Sets

Python Coding Interviews: Tips & Best Practices James Uejio 06:40

In this lesson, you’ll learn about sets. Sets are unsorted collections that allows for adding, removing, and checking membership in constant time. They do not allow duplicates. Here’s an example:

Python
      
        
      
    
>>> s = set()
>>> s.add('h')
>>> s.add('h')
>>> s.add('i')
>>> s
{'h', 'i'} # Could appear in any order
>>> set("hello")
{'e', 'h', 'l', 'o'}

If you want to learn more, check out Sets in Python.

You also heard about Big O analysis, which is a way to analyze the speed and memory usage of a function or block of code. See Wikipedia Time complexity for more information.

00:00 Let’s start this section off with a very useful data structure, the set.
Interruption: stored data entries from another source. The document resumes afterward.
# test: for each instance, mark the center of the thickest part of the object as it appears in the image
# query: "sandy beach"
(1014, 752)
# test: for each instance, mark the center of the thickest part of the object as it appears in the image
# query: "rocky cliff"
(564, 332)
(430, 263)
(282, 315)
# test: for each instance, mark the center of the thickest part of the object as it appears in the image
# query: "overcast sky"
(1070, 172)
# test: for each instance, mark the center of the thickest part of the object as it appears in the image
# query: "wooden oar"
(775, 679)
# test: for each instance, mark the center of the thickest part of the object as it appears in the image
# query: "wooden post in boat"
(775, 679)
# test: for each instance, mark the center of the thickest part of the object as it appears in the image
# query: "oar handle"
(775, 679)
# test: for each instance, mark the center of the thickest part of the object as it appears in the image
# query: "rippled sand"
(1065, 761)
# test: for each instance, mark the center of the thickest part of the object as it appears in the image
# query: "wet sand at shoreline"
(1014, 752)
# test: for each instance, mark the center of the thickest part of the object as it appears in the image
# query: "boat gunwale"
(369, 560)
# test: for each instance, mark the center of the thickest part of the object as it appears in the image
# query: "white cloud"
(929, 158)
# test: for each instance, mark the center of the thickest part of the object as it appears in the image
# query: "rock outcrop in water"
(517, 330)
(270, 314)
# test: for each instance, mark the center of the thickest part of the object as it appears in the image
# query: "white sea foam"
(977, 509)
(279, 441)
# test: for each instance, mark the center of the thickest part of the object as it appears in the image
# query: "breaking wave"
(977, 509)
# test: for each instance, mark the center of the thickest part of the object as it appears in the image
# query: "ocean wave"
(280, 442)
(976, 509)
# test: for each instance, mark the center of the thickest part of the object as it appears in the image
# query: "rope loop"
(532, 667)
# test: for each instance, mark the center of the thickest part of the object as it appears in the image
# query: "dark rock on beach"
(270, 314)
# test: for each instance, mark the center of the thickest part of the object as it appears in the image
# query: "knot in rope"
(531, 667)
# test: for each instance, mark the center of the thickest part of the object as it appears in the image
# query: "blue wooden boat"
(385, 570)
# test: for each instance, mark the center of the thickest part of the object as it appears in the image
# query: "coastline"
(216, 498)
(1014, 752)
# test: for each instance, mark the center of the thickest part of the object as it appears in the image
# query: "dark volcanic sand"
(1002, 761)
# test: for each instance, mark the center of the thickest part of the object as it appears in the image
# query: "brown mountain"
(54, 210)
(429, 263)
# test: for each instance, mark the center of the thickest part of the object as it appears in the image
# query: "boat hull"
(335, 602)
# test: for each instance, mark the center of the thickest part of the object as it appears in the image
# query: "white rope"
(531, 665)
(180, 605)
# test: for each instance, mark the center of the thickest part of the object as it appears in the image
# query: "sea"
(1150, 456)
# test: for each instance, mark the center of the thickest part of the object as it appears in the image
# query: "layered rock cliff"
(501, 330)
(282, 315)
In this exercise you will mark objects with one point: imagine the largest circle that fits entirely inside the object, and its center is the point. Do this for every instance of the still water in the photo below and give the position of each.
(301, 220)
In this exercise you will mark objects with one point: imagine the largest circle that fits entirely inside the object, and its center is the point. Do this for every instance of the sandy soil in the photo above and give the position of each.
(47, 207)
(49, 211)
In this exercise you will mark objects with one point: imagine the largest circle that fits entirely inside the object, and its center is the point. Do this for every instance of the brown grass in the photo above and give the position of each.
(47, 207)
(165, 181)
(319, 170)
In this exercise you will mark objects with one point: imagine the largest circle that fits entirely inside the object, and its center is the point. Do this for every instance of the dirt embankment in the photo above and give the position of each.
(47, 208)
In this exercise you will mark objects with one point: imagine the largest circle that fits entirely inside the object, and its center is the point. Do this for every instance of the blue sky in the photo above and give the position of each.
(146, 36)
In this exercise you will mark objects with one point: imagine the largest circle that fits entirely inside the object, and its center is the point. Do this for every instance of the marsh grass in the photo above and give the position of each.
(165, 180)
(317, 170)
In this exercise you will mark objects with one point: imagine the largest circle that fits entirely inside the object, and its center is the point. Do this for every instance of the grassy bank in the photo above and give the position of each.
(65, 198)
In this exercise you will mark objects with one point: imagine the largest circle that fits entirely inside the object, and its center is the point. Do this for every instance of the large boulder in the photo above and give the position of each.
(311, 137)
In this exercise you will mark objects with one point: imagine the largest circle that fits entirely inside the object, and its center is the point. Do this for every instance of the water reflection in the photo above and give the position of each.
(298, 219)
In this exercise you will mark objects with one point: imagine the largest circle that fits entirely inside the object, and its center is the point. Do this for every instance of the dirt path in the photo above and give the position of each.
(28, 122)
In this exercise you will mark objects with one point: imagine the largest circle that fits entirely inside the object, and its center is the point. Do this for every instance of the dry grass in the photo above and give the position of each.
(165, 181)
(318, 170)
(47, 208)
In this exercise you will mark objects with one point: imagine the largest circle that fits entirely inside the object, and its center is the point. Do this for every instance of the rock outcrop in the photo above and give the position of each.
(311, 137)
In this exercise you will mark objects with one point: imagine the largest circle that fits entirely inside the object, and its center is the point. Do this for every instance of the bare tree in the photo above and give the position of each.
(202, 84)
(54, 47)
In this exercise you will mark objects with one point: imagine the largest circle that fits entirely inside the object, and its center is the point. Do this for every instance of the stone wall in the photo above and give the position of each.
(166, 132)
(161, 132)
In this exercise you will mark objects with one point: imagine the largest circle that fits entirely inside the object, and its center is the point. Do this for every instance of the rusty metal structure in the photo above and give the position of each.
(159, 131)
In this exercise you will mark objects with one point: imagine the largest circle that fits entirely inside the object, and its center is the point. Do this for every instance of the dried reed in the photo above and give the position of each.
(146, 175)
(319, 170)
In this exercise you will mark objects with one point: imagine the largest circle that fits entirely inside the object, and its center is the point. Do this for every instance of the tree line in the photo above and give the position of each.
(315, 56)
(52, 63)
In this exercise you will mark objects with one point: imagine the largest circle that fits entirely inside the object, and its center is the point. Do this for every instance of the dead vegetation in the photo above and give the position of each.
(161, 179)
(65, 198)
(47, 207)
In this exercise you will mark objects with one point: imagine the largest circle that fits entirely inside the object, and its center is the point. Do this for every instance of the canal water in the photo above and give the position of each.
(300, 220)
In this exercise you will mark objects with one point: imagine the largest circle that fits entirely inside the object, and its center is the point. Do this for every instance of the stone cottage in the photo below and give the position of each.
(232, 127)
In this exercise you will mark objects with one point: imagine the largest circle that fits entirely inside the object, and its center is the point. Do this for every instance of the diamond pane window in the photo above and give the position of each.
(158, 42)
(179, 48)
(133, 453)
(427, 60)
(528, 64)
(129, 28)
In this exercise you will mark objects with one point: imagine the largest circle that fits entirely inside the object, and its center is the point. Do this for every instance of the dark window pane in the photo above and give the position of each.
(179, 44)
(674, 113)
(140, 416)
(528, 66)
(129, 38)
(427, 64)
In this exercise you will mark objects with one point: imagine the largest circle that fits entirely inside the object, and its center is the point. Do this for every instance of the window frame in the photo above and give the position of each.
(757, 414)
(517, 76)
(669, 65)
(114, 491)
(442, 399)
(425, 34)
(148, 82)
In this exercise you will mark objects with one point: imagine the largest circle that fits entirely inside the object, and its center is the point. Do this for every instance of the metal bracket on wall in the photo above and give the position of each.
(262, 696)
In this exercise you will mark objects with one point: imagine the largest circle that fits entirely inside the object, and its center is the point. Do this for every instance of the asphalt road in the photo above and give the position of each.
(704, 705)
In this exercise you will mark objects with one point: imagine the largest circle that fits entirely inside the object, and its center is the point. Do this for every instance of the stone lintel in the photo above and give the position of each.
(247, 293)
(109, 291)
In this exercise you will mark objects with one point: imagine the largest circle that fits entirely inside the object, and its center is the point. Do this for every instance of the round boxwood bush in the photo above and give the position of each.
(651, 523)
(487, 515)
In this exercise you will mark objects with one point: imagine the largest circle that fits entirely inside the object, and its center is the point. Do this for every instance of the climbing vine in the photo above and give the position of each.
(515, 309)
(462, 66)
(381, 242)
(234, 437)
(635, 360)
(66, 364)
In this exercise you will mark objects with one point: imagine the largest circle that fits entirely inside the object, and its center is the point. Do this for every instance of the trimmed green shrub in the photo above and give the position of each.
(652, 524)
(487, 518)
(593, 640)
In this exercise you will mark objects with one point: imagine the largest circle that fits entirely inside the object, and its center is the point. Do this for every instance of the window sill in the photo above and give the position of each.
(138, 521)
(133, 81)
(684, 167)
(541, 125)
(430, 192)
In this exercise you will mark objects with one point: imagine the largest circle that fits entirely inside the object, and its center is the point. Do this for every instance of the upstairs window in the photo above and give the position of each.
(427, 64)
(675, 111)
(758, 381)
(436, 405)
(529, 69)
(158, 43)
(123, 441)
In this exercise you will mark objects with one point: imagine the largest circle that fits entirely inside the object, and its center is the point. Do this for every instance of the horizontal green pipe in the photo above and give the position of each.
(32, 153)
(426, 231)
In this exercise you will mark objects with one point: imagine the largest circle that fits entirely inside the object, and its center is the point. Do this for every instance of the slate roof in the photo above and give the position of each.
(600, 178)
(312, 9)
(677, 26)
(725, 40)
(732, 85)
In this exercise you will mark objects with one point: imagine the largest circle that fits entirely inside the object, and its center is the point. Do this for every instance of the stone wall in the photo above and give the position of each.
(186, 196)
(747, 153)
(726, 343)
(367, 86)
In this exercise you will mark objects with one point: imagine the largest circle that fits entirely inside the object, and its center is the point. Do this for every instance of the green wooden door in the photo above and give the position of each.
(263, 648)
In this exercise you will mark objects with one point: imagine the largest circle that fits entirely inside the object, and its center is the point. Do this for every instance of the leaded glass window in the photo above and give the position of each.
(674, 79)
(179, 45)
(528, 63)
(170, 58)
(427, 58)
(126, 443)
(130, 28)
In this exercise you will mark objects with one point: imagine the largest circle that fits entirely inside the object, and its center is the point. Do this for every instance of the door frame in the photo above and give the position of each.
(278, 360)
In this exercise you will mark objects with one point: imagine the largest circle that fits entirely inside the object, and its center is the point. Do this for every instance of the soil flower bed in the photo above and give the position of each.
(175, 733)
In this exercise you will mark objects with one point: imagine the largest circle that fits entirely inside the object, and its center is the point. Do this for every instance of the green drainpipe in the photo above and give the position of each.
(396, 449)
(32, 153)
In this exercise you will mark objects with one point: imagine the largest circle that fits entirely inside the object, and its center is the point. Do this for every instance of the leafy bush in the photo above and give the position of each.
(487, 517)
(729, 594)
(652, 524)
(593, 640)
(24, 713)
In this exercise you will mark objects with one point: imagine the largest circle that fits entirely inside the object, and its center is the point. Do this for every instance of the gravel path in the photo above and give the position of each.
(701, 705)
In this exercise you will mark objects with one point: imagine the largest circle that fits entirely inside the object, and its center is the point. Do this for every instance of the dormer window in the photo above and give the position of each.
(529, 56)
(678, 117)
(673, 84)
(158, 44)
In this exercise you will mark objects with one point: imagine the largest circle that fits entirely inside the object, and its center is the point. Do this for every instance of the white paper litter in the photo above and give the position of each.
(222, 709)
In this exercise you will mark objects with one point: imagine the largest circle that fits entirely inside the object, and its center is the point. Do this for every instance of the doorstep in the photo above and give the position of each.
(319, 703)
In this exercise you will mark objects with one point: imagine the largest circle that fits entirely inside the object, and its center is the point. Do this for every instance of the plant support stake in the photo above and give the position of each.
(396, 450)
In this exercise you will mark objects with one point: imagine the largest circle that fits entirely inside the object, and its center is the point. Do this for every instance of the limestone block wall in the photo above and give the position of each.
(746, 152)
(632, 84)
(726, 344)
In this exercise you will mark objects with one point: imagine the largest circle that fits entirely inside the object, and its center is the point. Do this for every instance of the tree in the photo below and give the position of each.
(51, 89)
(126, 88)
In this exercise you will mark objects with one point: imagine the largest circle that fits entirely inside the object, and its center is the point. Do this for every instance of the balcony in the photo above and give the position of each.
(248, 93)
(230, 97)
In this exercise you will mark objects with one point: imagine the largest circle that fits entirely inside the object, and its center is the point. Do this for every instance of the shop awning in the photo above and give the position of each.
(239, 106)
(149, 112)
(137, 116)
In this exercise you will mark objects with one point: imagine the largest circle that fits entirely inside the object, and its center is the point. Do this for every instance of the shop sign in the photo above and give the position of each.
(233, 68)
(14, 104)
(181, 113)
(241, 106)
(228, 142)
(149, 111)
Sets are an unordered collection that can only contain unique values. Before I show you an example of a set, let’s look at a solution not using a set and see why sets are better.

00:15 Here’s a function count_unique() that takes in a string and counts the number of unique characters in s. So if we call count_unique() with the string "aabb", it’ll return 2, because there are two unique characters, and then if we have "abcdef" it will return 6, because are no duplicates.

00:31 Let’s solve this using a list. We will have seen_characters—or, I guess seen_c is better because it’s a shorter variable name, so you don’t have to type as much—which will be the characters that we’ve already seen in our string, and then at the very end, we’ll take the length of that. So, for c in s: if c not in seen_c: seen_c.append(c).

00:54 Then, return len(seen_c). I will run this using the built-in doctest module. This will look at the functions in the file, look at the docstring, look at the doctests, run them, and compare the output of the code that you wrote to the result, here.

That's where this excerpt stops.